Marathon Petroleum – Environmental & Human Rights (2017)

Outcome: 35.24%

The construction and operation of energy infrastructure in North America requires respect for rigorous standards of environmental review and practice, and impacted Indigenous Peoples.
Environmental and human rights due diligence are essential to assessing the full risk of an asset acquisition. Where such risks are not adequately considered, decisions can be made that lead to reputational, regulatory and financial loss.
The UN Declaration on the Rights of Indigenous Peoples sets out international standards for Indigenous Peoples’ rights including the right to Free, Prior, and Informed Consent prior to the approval of any projects affecting their traditional territory. Human rights due diligence expectations are outlined in principles 17 to 21 of the UN Guiding Principles on Business and Human Rights.
Marathon Petroleum (Marathon) has invested $1 billion in the Bakken Pipeline Project consisting of the Dakota Access Pipeline (DAPL) and Energy Transfer Crude Oil Pipeline via a joint venture with a subsidiary of Enbridge, Inc.. that together own 36.75% of the Bakken Pipeline Project.
Marathon’s investment pales, however, in the face of potential environmental liability and loss of reputation from a catastrophic pipeline failure. The pipeline’s operator, Energy Transfer Partners (ETP), has a poor environmental record, with pending water contamination lawsuits in New Jersey, Vermont, Pennsylvania, Louisiana, and Puerto Rico.
The agreement to acquire its ownership in DAPL was reached on August 2, 2016, five days after the project was approved by the US Army Corps of Engineers and eight days before the Standing Rock Sioux Tribe (SRST) began its blockade to stop construction.
However, in the months preceding this agreement, the SRST, as well as three federal agencies, raised concerns about the lack of tribal consultation and the inadequacy of the environmental impact review. At the time of this agreement, proponents believe that Marathon and its shareholders should have been aware of the risks posed by these concerns.
Since August, the conflict has escalated as DAPL construction continued despite the Obama Administration’s request that ETP voluntarily pause construction within 20 miles of Lake Oahe. The alleged use of force towards peaceful protesters is generating negative media coverage while further jeopardizing DAPL’s social license to operate. ETP reports losses of $1.4 billion in a year if delays continue.

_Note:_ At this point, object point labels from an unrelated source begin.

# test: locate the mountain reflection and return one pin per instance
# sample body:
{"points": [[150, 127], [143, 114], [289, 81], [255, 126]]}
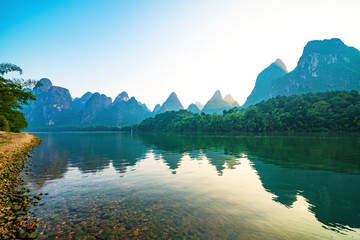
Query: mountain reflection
{"points": [[324, 169]]}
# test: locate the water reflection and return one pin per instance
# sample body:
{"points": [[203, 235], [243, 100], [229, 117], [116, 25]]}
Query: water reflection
{"points": [[323, 169]]}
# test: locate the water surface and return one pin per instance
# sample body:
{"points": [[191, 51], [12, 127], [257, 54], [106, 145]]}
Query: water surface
{"points": [[162, 186]]}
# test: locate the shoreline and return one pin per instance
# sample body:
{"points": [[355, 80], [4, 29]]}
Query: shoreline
{"points": [[15, 199]]}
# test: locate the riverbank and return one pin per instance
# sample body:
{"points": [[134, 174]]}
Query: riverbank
{"points": [[14, 198]]}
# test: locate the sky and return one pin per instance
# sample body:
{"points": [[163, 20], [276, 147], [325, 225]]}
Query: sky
{"points": [[152, 48]]}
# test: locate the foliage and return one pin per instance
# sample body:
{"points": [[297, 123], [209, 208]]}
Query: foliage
{"points": [[324, 111], [13, 96]]}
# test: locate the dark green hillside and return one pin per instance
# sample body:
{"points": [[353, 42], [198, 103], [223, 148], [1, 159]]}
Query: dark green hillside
{"points": [[324, 111]]}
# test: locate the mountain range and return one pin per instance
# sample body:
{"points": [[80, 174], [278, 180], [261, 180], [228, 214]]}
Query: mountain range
{"points": [[324, 65]]}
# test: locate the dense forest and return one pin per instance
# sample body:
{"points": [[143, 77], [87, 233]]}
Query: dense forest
{"points": [[323, 111], [13, 96]]}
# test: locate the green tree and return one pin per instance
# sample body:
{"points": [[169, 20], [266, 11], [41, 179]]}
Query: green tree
{"points": [[13, 95]]}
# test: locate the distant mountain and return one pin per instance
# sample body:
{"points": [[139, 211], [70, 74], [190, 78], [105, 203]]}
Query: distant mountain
{"points": [[217, 104], [324, 66], [79, 103], [262, 89], [123, 96], [172, 103], [93, 107], [193, 108], [199, 105], [156, 108], [230, 100], [55, 107]]}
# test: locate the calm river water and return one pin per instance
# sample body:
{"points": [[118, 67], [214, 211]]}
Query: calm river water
{"points": [[163, 186]]}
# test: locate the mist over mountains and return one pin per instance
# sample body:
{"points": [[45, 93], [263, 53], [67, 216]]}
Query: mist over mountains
{"points": [[324, 65]]}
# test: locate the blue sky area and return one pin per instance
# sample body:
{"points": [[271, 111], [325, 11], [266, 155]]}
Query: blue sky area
{"points": [[151, 48]]}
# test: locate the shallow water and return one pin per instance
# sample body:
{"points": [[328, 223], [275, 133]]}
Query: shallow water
{"points": [[162, 186]]}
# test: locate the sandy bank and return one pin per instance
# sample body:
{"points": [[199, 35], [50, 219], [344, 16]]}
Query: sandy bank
{"points": [[14, 198]]}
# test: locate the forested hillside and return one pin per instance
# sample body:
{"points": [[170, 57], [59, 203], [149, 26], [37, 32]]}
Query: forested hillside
{"points": [[324, 111]]}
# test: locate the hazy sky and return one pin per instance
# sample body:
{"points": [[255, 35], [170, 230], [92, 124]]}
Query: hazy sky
{"points": [[151, 48]]}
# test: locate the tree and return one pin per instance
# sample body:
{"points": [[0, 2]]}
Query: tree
{"points": [[13, 95]]}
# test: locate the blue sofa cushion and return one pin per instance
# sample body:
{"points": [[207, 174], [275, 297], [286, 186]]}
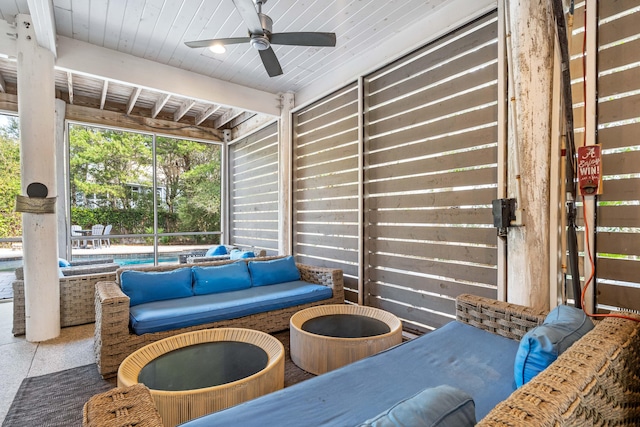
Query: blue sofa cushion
{"points": [[220, 278], [459, 355], [542, 345], [279, 270], [181, 313], [216, 250], [238, 254], [442, 406], [147, 286]]}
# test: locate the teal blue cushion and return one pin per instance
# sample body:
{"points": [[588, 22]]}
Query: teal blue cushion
{"points": [[238, 254], [442, 406], [221, 278], [542, 345], [275, 271], [147, 286], [216, 250]]}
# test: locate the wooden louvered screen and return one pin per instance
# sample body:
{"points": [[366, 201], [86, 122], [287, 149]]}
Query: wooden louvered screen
{"points": [[618, 208], [253, 191], [325, 185], [430, 176]]}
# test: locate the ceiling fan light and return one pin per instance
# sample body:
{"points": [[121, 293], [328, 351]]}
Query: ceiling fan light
{"points": [[217, 48]]}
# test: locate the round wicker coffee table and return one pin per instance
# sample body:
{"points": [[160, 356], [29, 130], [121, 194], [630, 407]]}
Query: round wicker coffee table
{"points": [[327, 337], [197, 373]]}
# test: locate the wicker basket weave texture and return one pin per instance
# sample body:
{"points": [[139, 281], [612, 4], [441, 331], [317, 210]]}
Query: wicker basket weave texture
{"points": [[596, 382], [120, 407], [113, 340], [77, 296]]}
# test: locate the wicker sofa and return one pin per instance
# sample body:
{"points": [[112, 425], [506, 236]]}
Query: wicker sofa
{"points": [[114, 339], [595, 382], [77, 294]]}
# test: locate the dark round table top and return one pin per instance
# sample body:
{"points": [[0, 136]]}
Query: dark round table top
{"points": [[203, 365], [345, 326]]}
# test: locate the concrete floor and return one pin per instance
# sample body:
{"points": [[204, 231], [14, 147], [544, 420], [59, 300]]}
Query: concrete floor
{"points": [[20, 359]]}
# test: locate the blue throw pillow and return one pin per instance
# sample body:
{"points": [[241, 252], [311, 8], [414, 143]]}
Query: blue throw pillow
{"points": [[442, 406], [279, 270], [542, 345], [148, 286], [221, 278], [238, 254], [216, 250]]}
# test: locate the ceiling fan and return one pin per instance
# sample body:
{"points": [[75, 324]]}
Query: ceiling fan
{"points": [[261, 38]]}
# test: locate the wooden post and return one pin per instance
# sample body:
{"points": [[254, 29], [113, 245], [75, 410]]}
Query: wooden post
{"points": [[36, 110], [285, 243], [530, 28]]}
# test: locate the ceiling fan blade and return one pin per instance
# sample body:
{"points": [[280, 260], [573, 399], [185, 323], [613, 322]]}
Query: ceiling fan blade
{"points": [[304, 39], [247, 10], [211, 42], [270, 61]]}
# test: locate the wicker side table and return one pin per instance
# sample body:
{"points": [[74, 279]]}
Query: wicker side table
{"points": [[122, 406]]}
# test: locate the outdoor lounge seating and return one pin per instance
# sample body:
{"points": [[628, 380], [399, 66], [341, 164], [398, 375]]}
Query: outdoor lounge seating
{"points": [[594, 382], [249, 307], [77, 296]]}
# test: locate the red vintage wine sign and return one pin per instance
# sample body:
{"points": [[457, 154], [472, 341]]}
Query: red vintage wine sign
{"points": [[589, 169]]}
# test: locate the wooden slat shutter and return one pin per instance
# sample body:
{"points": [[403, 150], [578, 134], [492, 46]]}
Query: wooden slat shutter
{"points": [[430, 175], [325, 185], [253, 192]]}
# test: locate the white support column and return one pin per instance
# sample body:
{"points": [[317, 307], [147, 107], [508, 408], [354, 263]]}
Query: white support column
{"points": [[36, 108], [285, 243], [62, 179], [590, 139], [530, 28]]}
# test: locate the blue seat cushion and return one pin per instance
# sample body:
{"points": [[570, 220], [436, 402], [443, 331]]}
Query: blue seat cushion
{"points": [[542, 345], [264, 273], [442, 406], [147, 286], [216, 250], [462, 356], [181, 313], [221, 278], [238, 254]]}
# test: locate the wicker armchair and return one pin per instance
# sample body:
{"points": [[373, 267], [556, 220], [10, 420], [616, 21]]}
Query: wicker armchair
{"points": [[596, 382], [77, 295], [114, 340]]}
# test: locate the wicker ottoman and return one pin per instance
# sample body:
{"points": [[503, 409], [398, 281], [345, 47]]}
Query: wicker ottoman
{"points": [[122, 406]]}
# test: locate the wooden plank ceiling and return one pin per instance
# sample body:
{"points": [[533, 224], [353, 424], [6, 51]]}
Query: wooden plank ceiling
{"points": [[156, 30]]}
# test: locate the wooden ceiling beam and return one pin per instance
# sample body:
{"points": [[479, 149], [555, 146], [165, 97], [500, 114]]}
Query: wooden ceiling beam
{"points": [[183, 109], [103, 96], [159, 105], [70, 87], [144, 124], [133, 98], [227, 117], [206, 113]]}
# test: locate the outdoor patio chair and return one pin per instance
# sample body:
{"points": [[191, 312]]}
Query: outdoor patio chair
{"points": [[96, 234], [75, 232], [106, 240]]}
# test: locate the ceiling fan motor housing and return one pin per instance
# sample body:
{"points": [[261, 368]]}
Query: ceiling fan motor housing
{"points": [[261, 41]]}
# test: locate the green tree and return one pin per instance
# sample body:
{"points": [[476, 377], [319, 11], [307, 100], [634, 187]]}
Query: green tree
{"points": [[106, 163], [10, 221]]}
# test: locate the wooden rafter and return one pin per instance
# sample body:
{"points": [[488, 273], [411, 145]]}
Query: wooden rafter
{"points": [[183, 109], [103, 97], [70, 86], [206, 113], [159, 105], [133, 98]]}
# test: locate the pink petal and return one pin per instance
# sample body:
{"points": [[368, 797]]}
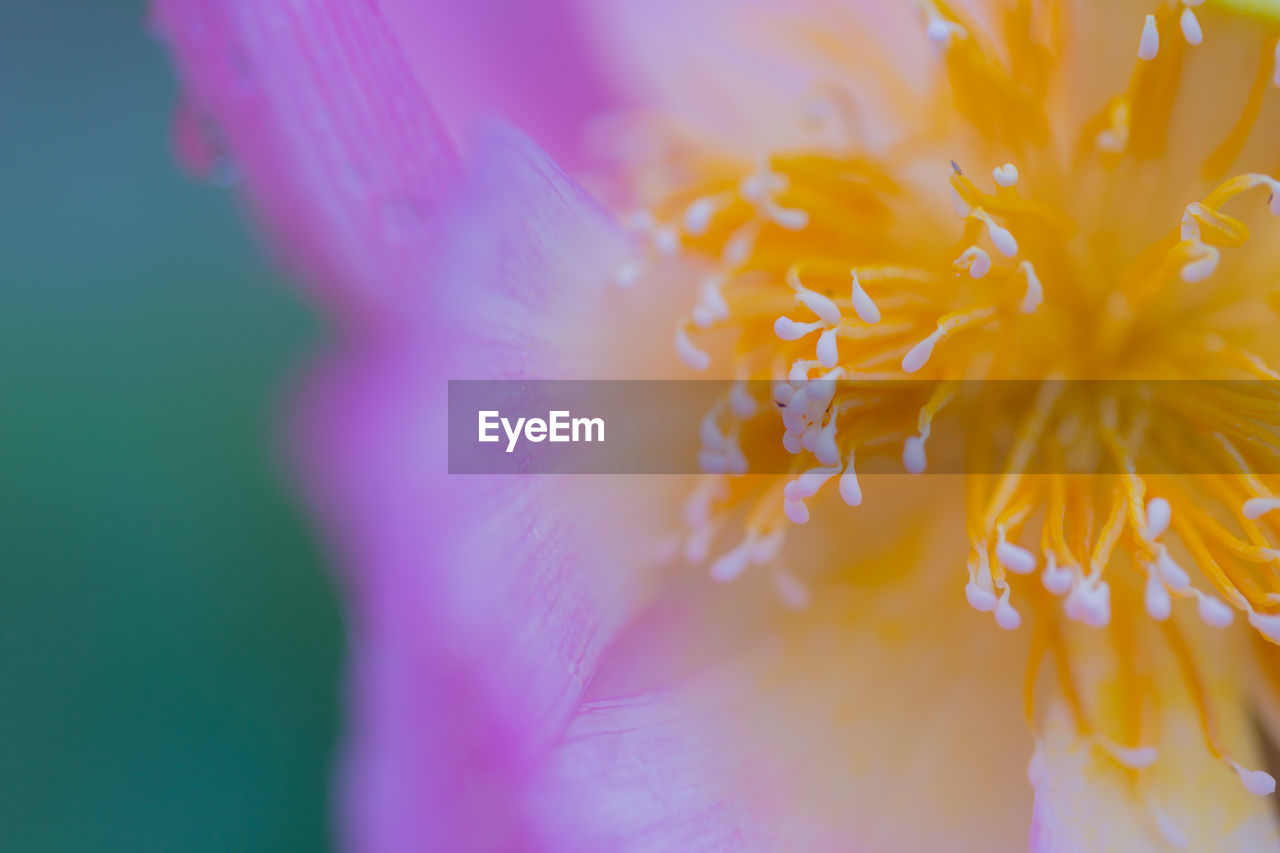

Marathon prepare a report to shareholders, at reasonable cost and omitting proprietary information, that describes the due diligence process used to identify and address environmental and social risks, including Indigenous rights risk, in reviewing potential acquisitions. Such a report should consider:
• Which committees, departments and/or managers are responsible for review, oversight and verification;
• How environmental and social risks are identified and assessed;
• Which international standards are used to define the company’s due diligence procedures;
• How this information informs and is weighted in acquisition decisions;
• If and how risks identified were disclosed to shareholders;
• Whether the company has an exit option in DAPL;
• Whether Marathon will adjust its policies and practices so as to not become entangled with such situations in the future.